A 43 year old male with CML low sokal risk on imatinib progressed to abrupt lymphoid BC-CML 15 months from diagnosis. He achieved a optimal response according European Leukemia Net criteria (2009) at 3, 6 and 12 months. No BCR/ABL point mutations were present at BC. He was treated with dasatinib 140 mg/day and he achieved morphological and molecular CR followed by aSCT from cord blood transplantation as the only option due to the lack or related or unrelated matched donor after myeloablative conditioning regimen including TBI and cyclophosphamide. The patient experienced graft failure followed by autologous reconstitution. At 2 months after aSCT due to persistence of BCR/ABL transcript the patient received ponatinib 15 mg/d. He received ponatinib for 13 months with transient molecular remission while waiting for a 2nd aSCT from a matched unrelated donor. Few months after his 2nd aSCT, he died from leukemia relapse. Mutation analysis was not granted at relapse. At a median of 21 months 6 out of 7 patients have died from disease progression (Figure 1) and one patient died from septic shock after aSCT.

Figure 1: Overall survival curve from ponatinib administration.

Our data compares well to those reported in the PACE trial. In this study 40 patients (9% of the entire cohort) with a history of aSCT receiving ponatinib were included and results have been recently reported at the EBMT meeting in 2015 [5]. Twenty-three percent of these patients had Ph+ ALL and 28% had BP-CML. Twelve patients had the T315I mutation detected at baseline and the majority of them had BP-CML (5 patients) or Ph+ ALL (4 patients). Twenty-five patients (63%) had an SCT ≤ 2 years (but ≥60 days) before starting ponatinib, and 15 patients (38%) had an SCT>5 years before starting ponatinib. The primary endpoint of major hematologic response by 6 months was achieved in 4/11 (36%) BPCML patients, and 1/9 (11%) Ph+ ALL patients.
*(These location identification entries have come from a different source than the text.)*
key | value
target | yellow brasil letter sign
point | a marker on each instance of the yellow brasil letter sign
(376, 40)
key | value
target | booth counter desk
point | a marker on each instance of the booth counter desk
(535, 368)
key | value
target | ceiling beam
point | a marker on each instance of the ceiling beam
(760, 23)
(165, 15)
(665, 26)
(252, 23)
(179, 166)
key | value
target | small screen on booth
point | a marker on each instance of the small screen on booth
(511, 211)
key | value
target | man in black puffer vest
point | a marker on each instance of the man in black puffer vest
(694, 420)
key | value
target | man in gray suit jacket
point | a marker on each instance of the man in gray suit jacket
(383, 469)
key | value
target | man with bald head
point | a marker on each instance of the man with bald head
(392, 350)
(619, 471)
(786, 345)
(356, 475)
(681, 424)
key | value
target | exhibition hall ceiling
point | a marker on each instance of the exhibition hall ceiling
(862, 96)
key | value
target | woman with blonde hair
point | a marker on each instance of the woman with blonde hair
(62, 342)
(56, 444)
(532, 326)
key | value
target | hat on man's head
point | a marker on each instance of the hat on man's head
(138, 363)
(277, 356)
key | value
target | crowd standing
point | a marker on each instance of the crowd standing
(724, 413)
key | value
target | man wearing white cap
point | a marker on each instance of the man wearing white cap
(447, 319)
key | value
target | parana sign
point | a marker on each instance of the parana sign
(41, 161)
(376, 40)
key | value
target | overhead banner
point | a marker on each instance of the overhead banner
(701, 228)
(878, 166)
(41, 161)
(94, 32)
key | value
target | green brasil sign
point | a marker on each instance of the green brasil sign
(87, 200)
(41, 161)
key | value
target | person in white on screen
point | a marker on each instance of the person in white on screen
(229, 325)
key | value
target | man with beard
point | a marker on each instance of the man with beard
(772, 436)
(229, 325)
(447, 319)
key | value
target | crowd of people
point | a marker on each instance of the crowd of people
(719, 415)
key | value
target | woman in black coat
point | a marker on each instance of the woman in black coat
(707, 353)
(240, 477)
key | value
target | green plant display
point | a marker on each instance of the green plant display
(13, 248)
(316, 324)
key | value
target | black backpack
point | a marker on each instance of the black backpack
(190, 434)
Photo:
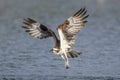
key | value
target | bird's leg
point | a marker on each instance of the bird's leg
(64, 56)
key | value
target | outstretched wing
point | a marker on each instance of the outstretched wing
(36, 29)
(71, 27)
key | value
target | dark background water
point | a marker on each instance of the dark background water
(25, 58)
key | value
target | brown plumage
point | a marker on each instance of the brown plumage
(67, 32)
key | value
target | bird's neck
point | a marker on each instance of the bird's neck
(56, 41)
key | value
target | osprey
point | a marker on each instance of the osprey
(67, 32)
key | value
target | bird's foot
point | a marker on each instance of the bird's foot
(67, 66)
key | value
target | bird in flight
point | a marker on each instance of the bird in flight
(67, 32)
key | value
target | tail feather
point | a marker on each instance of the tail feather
(73, 54)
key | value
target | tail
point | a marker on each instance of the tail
(73, 54)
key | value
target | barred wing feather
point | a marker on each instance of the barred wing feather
(71, 27)
(36, 29)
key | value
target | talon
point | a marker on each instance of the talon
(67, 66)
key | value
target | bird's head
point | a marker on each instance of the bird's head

Major molecular response at any time was achieved in 3/11 (27%) BP-CML patients but not in Ph+ ALL patients.

Two additional cases of ponatinib successfully given for advanced leukemia relapse after aSCT were recently reported [6] One Ph+ALL patient received ponatinib and donor lymphocyte infusions (DLI) after her 2nd relapse occurring after a second aSCT and the other patient, affected by a late relapse of CML after aSCT, received both ponatinib and DLI. Mutation analysis was negative in both patients at the time of introduction of ponatinib.

In our experience ponatinib, given as bridge to transplantation or at relapse after aSCT, had little activity in patients with advanced phase Ph+ ALL or lymphoid BC-CML. Hematological response were typically seen rapidly in almost all patients and occasionally morphological and molecular response were achieved but unfortunately they were short-lived.

Resistance to ponatinib in our series of patients was accompanied to the emergence of compound mutations in 2 out of 5 patients assessed for mutations according to literature [7] or the presence of little clones with mutations not surely associated to clinically relevant drug resistance. Current data with ponatinib and chemotherapy in newly diagnosed Ph+ALL clearly advocate for its use in first line treatment [8].